Quand on arrive à Sète l’été, on s’assoie inévitablement sur les bords du canal qui traverse la ville pour assister aux joutes.

Le climat est à la fête et la chaleur invite à la nonchalance et au loisir. L’ambiance qui se dégage du brouhaha de la foule attire le badaud et l’incite à s’y fondre. Car il y a du monde partout et spécialement sur les gradins emplis de spectateurs. De temps en temps des rumeurs montent, des acclamations soudaines ou au contraire des signes de réprobations. Les sons des hautbois et de la fanfare se mêlent aux conversations qui n’arrêtent pas, voire aux interpellations d’une rive à l’autre.

Deux hommes juchés sur des embarcations s’affrontent, lances en main et pavois sur la poitrine. On regarde quelques passes et on ne comprend pas bien. Ce qui se joue sous nos yeux est assez complexe. En elles-mêmes les « règles » paraissent simples. Celui qui tombe à l’eau est éliminé.

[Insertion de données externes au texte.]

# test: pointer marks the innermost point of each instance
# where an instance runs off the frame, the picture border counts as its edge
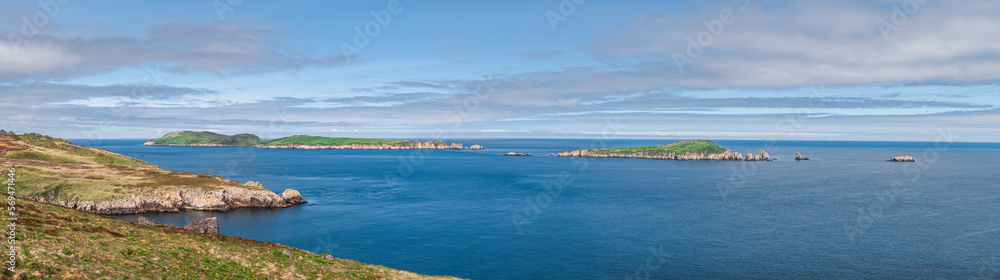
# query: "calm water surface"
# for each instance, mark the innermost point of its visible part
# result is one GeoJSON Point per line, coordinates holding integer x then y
{"type": "Point", "coordinates": [847, 213]}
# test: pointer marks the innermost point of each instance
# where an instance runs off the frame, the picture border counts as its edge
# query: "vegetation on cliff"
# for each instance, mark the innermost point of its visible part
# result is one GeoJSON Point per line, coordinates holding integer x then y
{"type": "Point", "coordinates": [55, 170]}
{"type": "Point", "coordinates": [59, 243]}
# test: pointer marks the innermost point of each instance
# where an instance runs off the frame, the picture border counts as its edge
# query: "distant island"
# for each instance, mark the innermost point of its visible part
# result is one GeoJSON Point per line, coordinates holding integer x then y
{"type": "Point", "coordinates": [211, 139]}
{"type": "Point", "coordinates": [99, 181]}
{"type": "Point", "coordinates": [681, 150]}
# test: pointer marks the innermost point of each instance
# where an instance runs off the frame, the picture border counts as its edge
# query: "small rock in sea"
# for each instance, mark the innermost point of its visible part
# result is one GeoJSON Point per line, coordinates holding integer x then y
{"type": "Point", "coordinates": [148, 222]}
{"type": "Point", "coordinates": [206, 225]}
{"type": "Point", "coordinates": [799, 156]}
{"type": "Point", "coordinates": [902, 158]}
{"type": "Point", "coordinates": [292, 196]}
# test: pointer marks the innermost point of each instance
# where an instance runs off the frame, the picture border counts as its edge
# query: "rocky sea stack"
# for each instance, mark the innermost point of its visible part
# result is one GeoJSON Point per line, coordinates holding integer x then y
{"type": "Point", "coordinates": [902, 158]}
{"type": "Point", "coordinates": [799, 156]}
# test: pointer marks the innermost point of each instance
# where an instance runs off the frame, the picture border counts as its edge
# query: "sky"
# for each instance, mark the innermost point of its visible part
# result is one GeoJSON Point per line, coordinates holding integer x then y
{"type": "Point", "coordinates": [911, 70]}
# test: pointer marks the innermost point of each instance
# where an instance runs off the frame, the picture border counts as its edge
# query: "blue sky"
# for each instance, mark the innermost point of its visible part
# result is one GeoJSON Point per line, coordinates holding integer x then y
{"type": "Point", "coordinates": [785, 70]}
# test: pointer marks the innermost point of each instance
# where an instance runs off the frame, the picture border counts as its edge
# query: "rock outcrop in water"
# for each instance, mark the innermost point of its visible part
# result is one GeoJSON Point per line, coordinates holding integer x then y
{"type": "Point", "coordinates": [761, 156]}
{"type": "Point", "coordinates": [220, 199]}
{"type": "Point", "coordinates": [292, 197]}
{"type": "Point", "coordinates": [902, 158]}
{"type": "Point", "coordinates": [208, 225]}
{"type": "Point", "coordinates": [799, 156]}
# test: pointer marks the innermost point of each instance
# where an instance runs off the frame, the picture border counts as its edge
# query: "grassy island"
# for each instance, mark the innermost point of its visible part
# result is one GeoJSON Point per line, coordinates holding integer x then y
{"type": "Point", "coordinates": [681, 150]}
{"type": "Point", "coordinates": [211, 139]}
{"type": "Point", "coordinates": [697, 147]}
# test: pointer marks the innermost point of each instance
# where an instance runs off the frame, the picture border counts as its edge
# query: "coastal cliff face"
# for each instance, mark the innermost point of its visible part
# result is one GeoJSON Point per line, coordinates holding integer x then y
{"type": "Point", "coordinates": [221, 199]}
{"type": "Point", "coordinates": [727, 155]}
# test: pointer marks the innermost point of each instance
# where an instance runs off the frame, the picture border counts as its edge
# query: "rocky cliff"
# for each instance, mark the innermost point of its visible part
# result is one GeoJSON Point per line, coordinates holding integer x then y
{"type": "Point", "coordinates": [146, 200]}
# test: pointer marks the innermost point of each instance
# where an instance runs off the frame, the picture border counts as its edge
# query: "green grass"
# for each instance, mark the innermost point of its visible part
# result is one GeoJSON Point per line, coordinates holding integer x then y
{"type": "Point", "coordinates": [206, 137]}
{"type": "Point", "coordinates": [705, 147]}
{"type": "Point", "coordinates": [32, 155]}
{"type": "Point", "coordinates": [317, 140]}
{"type": "Point", "coordinates": [61, 243]}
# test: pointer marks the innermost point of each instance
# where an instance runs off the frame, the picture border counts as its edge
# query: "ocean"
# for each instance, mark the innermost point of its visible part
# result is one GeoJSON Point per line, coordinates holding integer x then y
{"type": "Point", "coordinates": [846, 213]}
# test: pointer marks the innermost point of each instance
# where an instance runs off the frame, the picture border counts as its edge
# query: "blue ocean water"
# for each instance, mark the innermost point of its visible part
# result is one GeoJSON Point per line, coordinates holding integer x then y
{"type": "Point", "coordinates": [846, 213]}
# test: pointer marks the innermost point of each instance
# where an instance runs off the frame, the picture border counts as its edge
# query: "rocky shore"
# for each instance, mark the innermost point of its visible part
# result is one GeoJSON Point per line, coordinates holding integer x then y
{"type": "Point", "coordinates": [725, 156]}
{"type": "Point", "coordinates": [220, 199]}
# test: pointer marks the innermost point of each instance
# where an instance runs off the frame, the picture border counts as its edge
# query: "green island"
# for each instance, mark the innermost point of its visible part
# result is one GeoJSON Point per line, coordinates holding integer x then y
{"type": "Point", "coordinates": [212, 139]}
{"type": "Point", "coordinates": [681, 150]}
{"type": "Point", "coordinates": [61, 188]}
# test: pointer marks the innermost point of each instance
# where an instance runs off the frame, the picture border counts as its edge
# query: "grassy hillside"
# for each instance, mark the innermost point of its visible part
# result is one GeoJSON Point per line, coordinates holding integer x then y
{"type": "Point", "coordinates": [55, 168]}
{"type": "Point", "coordinates": [205, 137]}
{"type": "Point", "coordinates": [60, 243]}
{"type": "Point", "coordinates": [705, 147]}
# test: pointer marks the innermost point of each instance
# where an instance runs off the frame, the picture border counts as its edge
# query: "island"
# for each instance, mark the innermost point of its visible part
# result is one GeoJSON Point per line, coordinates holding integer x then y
{"type": "Point", "coordinates": [902, 158]}
{"type": "Point", "coordinates": [98, 181]}
{"type": "Point", "coordinates": [212, 139]}
{"type": "Point", "coordinates": [681, 150]}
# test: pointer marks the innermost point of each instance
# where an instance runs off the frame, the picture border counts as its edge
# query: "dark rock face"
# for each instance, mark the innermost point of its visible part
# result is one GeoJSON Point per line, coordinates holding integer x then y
{"type": "Point", "coordinates": [902, 158]}
{"type": "Point", "coordinates": [148, 222]}
{"type": "Point", "coordinates": [206, 225]}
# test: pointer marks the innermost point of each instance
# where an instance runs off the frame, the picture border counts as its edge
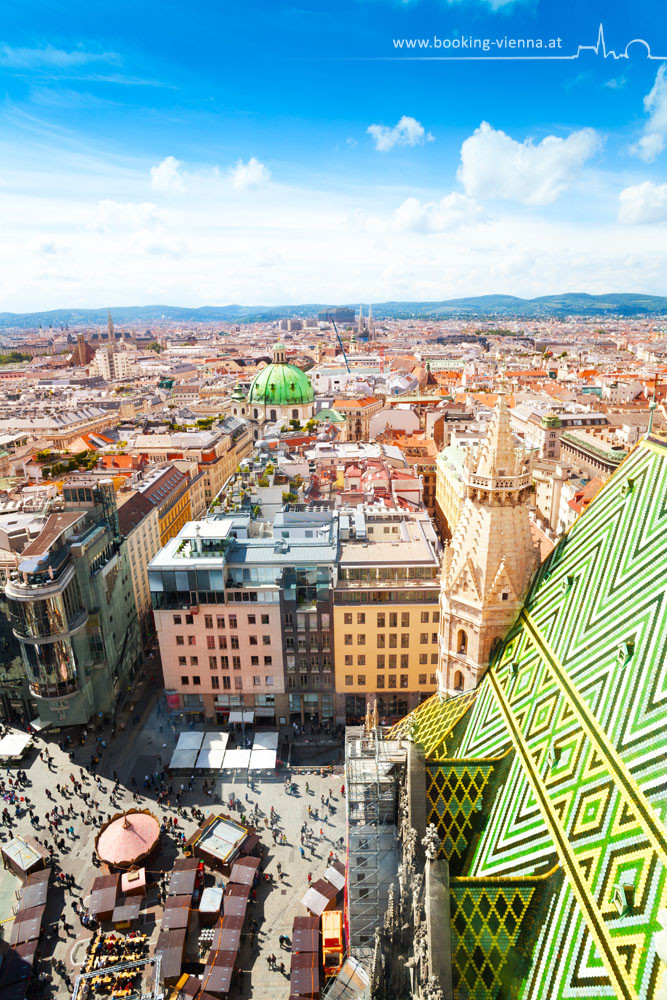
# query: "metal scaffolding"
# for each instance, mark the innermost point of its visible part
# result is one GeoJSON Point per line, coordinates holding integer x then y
{"type": "Point", "coordinates": [373, 768]}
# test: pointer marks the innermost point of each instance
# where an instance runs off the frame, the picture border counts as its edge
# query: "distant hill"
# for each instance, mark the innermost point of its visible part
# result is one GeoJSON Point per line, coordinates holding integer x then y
{"type": "Point", "coordinates": [505, 306]}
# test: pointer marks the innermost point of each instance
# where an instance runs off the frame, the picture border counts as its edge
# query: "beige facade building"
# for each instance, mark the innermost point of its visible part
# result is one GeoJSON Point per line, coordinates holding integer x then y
{"type": "Point", "coordinates": [386, 614]}
{"type": "Point", "coordinates": [490, 560]}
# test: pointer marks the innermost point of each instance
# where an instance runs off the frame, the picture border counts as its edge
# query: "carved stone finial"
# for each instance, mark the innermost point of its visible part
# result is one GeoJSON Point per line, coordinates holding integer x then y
{"type": "Point", "coordinates": [431, 842]}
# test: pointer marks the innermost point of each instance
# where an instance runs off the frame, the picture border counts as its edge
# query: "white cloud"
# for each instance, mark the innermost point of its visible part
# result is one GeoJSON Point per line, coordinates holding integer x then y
{"type": "Point", "coordinates": [250, 174]}
{"type": "Point", "coordinates": [451, 212]}
{"type": "Point", "coordinates": [168, 176]}
{"type": "Point", "coordinates": [406, 132]}
{"type": "Point", "coordinates": [49, 57]}
{"type": "Point", "coordinates": [111, 215]}
{"type": "Point", "coordinates": [643, 203]}
{"type": "Point", "coordinates": [493, 165]}
{"type": "Point", "coordinates": [652, 142]}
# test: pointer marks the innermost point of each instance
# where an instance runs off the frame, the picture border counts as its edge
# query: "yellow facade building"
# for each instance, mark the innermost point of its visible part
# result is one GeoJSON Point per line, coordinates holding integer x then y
{"type": "Point", "coordinates": [386, 613]}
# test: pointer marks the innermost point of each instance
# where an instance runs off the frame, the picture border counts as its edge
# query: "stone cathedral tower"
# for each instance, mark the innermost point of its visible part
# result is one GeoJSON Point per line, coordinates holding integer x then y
{"type": "Point", "coordinates": [490, 560]}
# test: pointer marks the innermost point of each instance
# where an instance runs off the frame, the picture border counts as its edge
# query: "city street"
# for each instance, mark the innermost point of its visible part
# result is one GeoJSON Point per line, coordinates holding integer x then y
{"type": "Point", "coordinates": [138, 753]}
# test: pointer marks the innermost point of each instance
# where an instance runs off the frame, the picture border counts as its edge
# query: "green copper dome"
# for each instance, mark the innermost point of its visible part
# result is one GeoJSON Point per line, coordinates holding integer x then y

Pourtant on pressent des subtilités qui nous échappent dans la manière de tenir la lance, de frapper le pavois de l’adversaire ou même de diriger la barque.

Mais plus encore, c’est la ferveur du public qui étonne. Le spectacle qui nous occupe est lent, presque hiératique, les moments d’affrontements sont brefs et les attentes entre les passes paraissent interminables. Pourtant nulle trace d’impatience ou de fatigue sur les gradins au cours des heures qui s’égrènent. Au contraire l’attention se fait plus soutenue au fur et à mesure que les heures passent, que le soleil baisse sur le canal.
Ce rapport que la population entretient avec les joutes vient peut-être de ce qu’elles sont un des actes fondateurs de la cité : le premier tournoi sur ce canal a eu lieu le 29 juillet 1666, année de la création de la ville par Louis XIV, et s’est reproduit depuis chaque année au même endroit pour la fête de la ville, la Saint-Louis (il n’y a eu d’interruptions que pendant la Révolution française, les guerres de 1870, 1914 et 1939).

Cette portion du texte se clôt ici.